# Advice needed re setting up small self-administered pension.



## MikeM (14 Oct 2011)

Advice needed please.

I have been made redundant recently and started my own business which I’m happy to say has been going well. I recently was looking at what to do with my pension from my previous employment and have decided that I would like to invest in a property in Dublin as part of my pension plan. Keeping all the arms lenght rules of course. The property in mind would be a 2 bed flat that could be rented and all rent minus management fees would accumulate into the fund.

From my limited understanding and research I believe in order to do this I would have to set up a Small Self Administered Pension (SSAP). What I wondering about is the administration/trustees fees to expect in setting this up and if there are any entry fees ? Who are the players in the market ? What to look out for ? All advise and pointers welcome.

MikeM


----------



## LDFerguson (17 Oct 2011)

There are actually two related methods of doing this - a self-directed fund and a self-administered one. Although these terms are sometimes interchanged, my rough definitions of each would be: - 

Self-Directed - You set up a policy with an insurance company who has self-directed capabilities, e.g.
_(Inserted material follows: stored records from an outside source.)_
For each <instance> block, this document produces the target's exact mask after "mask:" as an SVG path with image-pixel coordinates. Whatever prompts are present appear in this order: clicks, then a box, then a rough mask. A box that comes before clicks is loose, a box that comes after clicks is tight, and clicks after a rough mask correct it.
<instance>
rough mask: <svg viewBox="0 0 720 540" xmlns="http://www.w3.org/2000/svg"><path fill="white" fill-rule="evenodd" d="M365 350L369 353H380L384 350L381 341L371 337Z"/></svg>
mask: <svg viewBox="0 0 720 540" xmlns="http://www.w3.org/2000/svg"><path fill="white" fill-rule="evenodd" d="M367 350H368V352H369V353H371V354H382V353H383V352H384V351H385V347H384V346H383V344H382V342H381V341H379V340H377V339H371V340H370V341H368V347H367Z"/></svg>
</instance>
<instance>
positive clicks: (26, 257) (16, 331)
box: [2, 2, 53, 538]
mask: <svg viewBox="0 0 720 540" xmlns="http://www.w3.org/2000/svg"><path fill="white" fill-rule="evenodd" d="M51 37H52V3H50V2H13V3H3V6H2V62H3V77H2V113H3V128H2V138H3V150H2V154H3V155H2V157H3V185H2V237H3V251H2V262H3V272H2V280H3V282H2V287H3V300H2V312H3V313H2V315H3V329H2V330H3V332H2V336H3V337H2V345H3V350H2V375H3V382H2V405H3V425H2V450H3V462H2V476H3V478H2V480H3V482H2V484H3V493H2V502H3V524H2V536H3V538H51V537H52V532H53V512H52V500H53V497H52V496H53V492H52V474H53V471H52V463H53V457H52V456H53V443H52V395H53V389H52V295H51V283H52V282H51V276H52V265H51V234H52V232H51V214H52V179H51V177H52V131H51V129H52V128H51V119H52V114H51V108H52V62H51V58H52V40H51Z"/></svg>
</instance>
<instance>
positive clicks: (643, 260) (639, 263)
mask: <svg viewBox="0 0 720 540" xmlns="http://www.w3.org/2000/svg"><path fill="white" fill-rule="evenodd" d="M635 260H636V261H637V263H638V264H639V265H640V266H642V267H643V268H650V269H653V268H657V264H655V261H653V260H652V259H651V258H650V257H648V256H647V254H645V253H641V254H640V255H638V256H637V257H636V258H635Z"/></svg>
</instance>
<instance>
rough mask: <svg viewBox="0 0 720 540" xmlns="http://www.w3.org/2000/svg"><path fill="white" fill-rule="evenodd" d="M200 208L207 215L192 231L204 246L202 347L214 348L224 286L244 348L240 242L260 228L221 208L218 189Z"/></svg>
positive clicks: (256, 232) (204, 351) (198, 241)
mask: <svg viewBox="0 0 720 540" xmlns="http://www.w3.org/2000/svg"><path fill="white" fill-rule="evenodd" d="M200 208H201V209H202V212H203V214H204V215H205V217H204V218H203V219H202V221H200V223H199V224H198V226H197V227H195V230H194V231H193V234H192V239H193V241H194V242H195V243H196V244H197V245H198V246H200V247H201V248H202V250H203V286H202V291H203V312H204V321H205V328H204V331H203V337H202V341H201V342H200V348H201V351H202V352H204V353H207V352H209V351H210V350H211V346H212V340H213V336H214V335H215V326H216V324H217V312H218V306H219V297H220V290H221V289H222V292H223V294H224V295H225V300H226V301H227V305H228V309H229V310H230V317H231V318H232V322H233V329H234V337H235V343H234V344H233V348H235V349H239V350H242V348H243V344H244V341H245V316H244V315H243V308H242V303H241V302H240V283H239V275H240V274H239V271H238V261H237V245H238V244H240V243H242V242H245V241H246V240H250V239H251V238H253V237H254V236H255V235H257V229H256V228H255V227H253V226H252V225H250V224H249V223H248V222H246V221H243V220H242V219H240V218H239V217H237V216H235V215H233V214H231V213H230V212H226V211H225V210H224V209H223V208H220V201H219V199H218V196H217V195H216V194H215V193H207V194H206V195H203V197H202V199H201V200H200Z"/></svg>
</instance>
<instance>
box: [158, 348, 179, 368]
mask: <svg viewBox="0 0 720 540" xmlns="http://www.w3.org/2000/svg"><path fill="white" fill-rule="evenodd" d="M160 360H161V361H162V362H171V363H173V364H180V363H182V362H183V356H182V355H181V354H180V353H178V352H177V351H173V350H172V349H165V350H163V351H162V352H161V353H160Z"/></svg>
Irish Life, who look after all the documentation. You then instruct Irish Life to use your fund to buy assets of your choosing, e.g. property, shares, ETFs, funds, deposits etc. As charging is percentage-based, this route tends to be cheaper than self-administered for smaller funds (<€250,000) but it's a little bit more restrictive in that you must use the insurance company's professional team - solicitors, property managers, stockbrokers etc. For property purchase, Standard Life & Irish Life are the main players. 
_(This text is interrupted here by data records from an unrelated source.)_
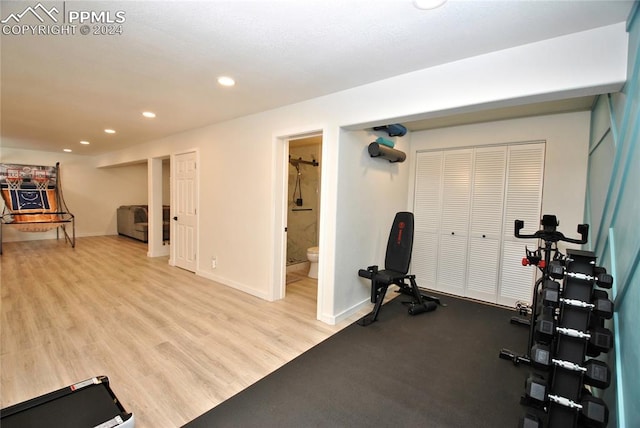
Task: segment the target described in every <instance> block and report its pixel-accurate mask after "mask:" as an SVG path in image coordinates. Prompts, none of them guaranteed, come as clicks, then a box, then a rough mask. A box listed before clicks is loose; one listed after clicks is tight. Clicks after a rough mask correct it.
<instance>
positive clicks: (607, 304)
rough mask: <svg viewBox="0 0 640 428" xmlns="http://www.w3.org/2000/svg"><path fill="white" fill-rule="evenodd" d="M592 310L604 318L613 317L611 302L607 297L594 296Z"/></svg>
mask: <svg viewBox="0 0 640 428" xmlns="http://www.w3.org/2000/svg"><path fill="white" fill-rule="evenodd" d="M592 303H593V305H594V307H593V312H594V313H595V314H596V315H597V316H599V317H600V318H604V319H607V320H608V319H611V317H613V302H612V301H611V300H609V298H608V297H605V298H602V297H600V298H596V299H594V300H593V302H592Z"/></svg>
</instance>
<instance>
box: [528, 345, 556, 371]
mask: <svg viewBox="0 0 640 428" xmlns="http://www.w3.org/2000/svg"><path fill="white" fill-rule="evenodd" d="M552 358H553V356H552V355H551V348H549V346H547V345H544V344H542V343H536V344H535V345H533V346H532V347H531V365H532V366H533V367H535V368H537V369H540V370H547V369H548V368H549V366H550V365H551V359H552Z"/></svg>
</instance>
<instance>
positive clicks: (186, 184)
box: [173, 152, 198, 272]
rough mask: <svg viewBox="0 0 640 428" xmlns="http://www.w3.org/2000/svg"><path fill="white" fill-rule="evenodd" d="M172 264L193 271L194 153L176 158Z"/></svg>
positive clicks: (195, 230) (194, 178)
mask: <svg viewBox="0 0 640 428" xmlns="http://www.w3.org/2000/svg"><path fill="white" fill-rule="evenodd" d="M175 165H176V168H175V170H176V173H175V176H176V186H175V189H176V194H175V204H174V205H175V211H174V213H175V214H174V215H175V216H174V218H173V220H174V222H175V228H174V231H175V236H176V238H175V242H176V249H175V264H176V266H178V267H180V268H183V269H186V270H188V271H191V272H195V271H196V267H197V262H196V248H197V236H198V230H197V225H198V222H197V196H198V189H197V187H196V186H197V163H196V153H195V152H191V153H184V154H180V155H177V156H176V158H175Z"/></svg>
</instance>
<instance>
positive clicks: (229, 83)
mask: <svg viewBox="0 0 640 428" xmlns="http://www.w3.org/2000/svg"><path fill="white" fill-rule="evenodd" d="M218 83H219V84H221V85H222V86H233V85H235V84H236V81H235V80H233V79H232V78H231V77H227V76H221V77H218Z"/></svg>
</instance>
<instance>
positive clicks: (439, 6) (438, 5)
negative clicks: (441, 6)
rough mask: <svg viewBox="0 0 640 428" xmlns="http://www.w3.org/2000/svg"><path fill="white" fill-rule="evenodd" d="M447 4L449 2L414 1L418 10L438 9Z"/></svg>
mask: <svg viewBox="0 0 640 428" xmlns="http://www.w3.org/2000/svg"><path fill="white" fill-rule="evenodd" d="M446 2H447V0H413V5H414V6H415V7H417V8H418V9H423V10H429V9H436V8H438V7H440V6H442V5H443V4H445V3H446Z"/></svg>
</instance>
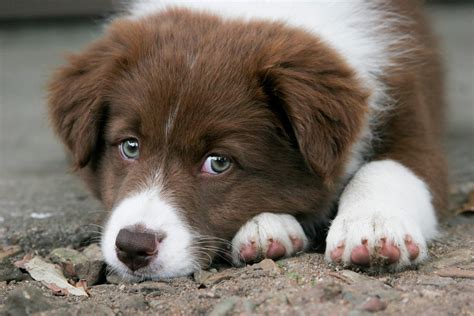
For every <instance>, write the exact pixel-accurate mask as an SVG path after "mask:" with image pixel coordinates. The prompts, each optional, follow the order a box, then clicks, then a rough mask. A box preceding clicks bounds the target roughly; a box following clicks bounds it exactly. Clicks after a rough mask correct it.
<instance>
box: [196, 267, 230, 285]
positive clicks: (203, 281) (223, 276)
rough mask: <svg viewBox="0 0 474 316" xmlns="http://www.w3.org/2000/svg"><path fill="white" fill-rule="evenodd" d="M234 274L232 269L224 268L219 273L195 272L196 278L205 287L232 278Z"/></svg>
mask: <svg viewBox="0 0 474 316" xmlns="http://www.w3.org/2000/svg"><path fill="white" fill-rule="evenodd" d="M233 277H234V274H233V273H232V272H231V270H224V271H222V272H218V273H210V272H208V271H203V270H201V271H197V272H195V273H194V280H195V281H196V282H197V283H199V284H200V285H201V286H203V287H211V286H213V285H215V284H217V283H220V282H222V281H225V280H229V279H232V278H233Z"/></svg>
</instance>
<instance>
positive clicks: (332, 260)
mask: <svg viewBox="0 0 474 316" xmlns="http://www.w3.org/2000/svg"><path fill="white" fill-rule="evenodd" d="M344 248H345V245H344V242H342V241H341V242H339V244H337V246H336V249H334V250H333V251H331V260H332V261H333V262H341V260H342V254H343V253H344Z"/></svg>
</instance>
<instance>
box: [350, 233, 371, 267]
mask: <svg viewBox="0 0 474 316" xmlns="http://www.w3.org/2000/svg"><path fill="white" fill-rule="evenodd" d="M351 262H352V263H355V264H358V265H360V266H368V265H369V264H370V254H369V249H367V240H365V239H364V240H362V245H360V246H357V247H355V248H354V249H352V252H351Z"/></svg>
Self-Administered - You set up a bespoke trust for you and you alone, using the services of a pensioneer trustee. You can use whatever related professionals you want. Typically, self-administered funds tend to be charged on a flat fee basis, making them cheaper for larger funds. Think ball-park €2,000 - €2,500 to set one up and the bones of €2,000 per year to maintain and you wouldn't be a million miles out. Such fees would be separate from any transaction costs you then incur by your investment decision, e.g. solicitor, valuation etc. 

Regards, 

Liam D. Ferguson


----------



## MikeM (17 Oct 2011)

Thanks Liam. 

MikeM


----------



## 8till8 (18 Oct 2011)

> the bones of €2,000 per year to maintain



Some trustee companies are charging annual fee's on a "funds under management" basis which is ridiculous since the member nearly always acts as the investment manager. 
The trustee companies job is to "protect the revenue interest" so why would the charge on this basis? (except that they get away with it)


----------



## murp (19 Oct 2011)

The trustee company's job is to 

1. act as pensioneer trustee (it is a revenue obligation to have one on a self administered pension scheme),
2. act as registered administrator of the scheme
3. administer the scheme in accordance with revenue rules
4. prepare annual accounts for the scheme, annual benefit statements, statements of reasonable projection, file eurostat returns etc
5. hold the assets in the name of the scheme
5. deal with the client and revenue

its not as simple as saying that their job is to 'protect the revenue interest'


----------